March 23, 2018•In The News
DRP Managing Attorney Shanon S. Levin explores whether the ADA requires website accessibility where the website at issue is not associated with a traditional storefront in an article for The Legal Intelligencer.
Does the ADA Apply in the Internet Era?
When the ADA was enacted, the vast information infrastructure of the Internet that allows ready access to employment, health care, education, government services, goods and entertainment did not exist.

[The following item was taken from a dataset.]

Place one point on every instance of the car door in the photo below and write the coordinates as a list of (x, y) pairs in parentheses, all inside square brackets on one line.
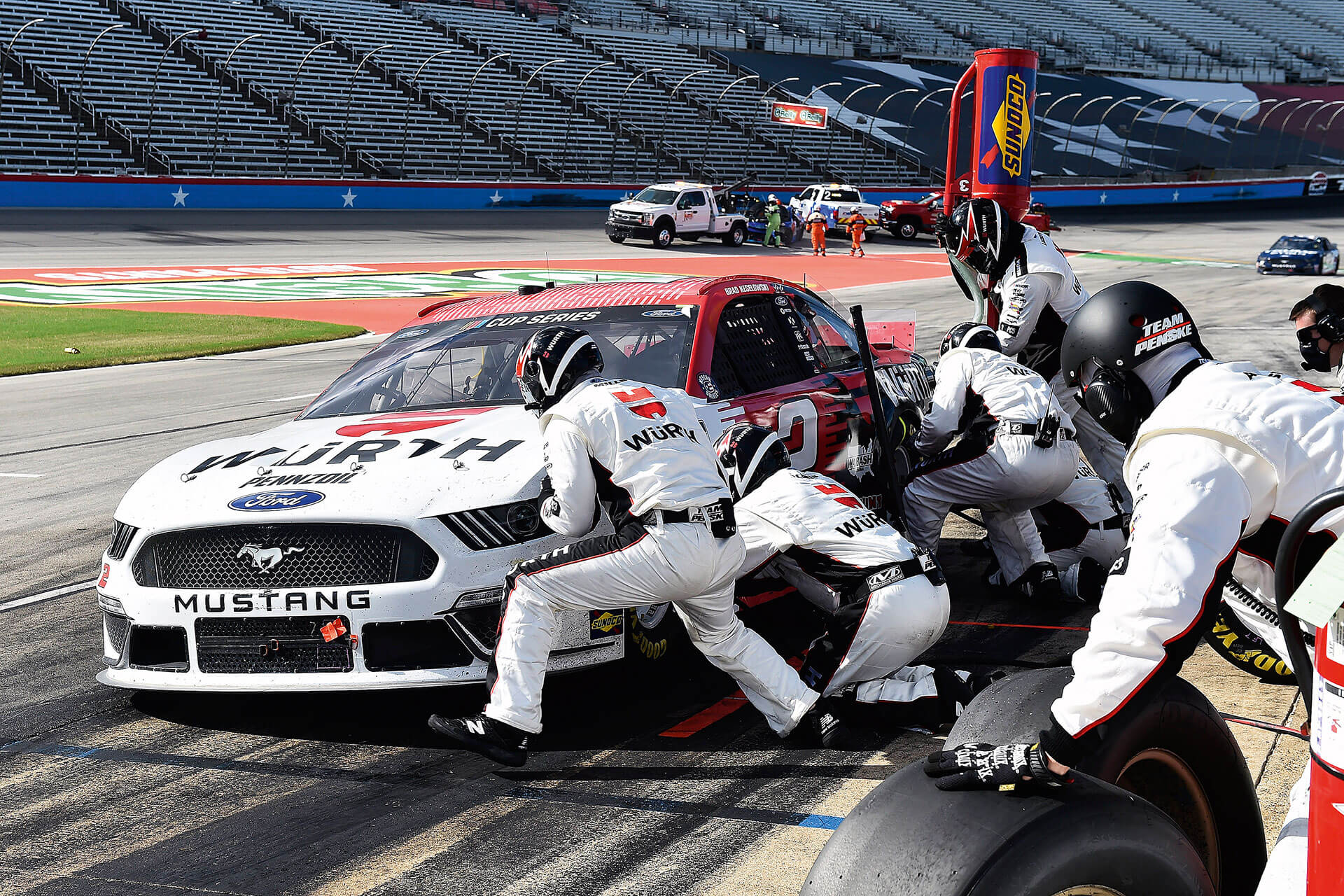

When President George H. W. Bush signed the Americans with Disabilities Act (ADA) into law in 1990, he declared that the ADA would “open up all aspects of American life to individuals with disabilities—employment opportunities, government services, public accommodations, transportation and telecommunications,” noting that the ADA is “comprehensive because the barriers faced by individuals with disabilities are wide-ranging” and that then-existing disability discrimination laws “have left broad areas of American life untouched or inadequately addressed,” Statement on Signing the Americans with Disabilities Act of 1990 (July 26, 1990). When the ADA was enacted, the vast information infrastructure of the Internet that allows ready access to employment, health care, education, government services, goods and entertainment did not exist. As is not historically uncommon, technology and the law did not develop simultaneously. Despite the ubiquity of the Internet as an everyday tool for most Americans, federal courts of appeals have split on the issue of whether the protections of the ADA reach goods and services provided solely via the Internet, leaving people with disabilities without a well-settled right to equal access to the internet.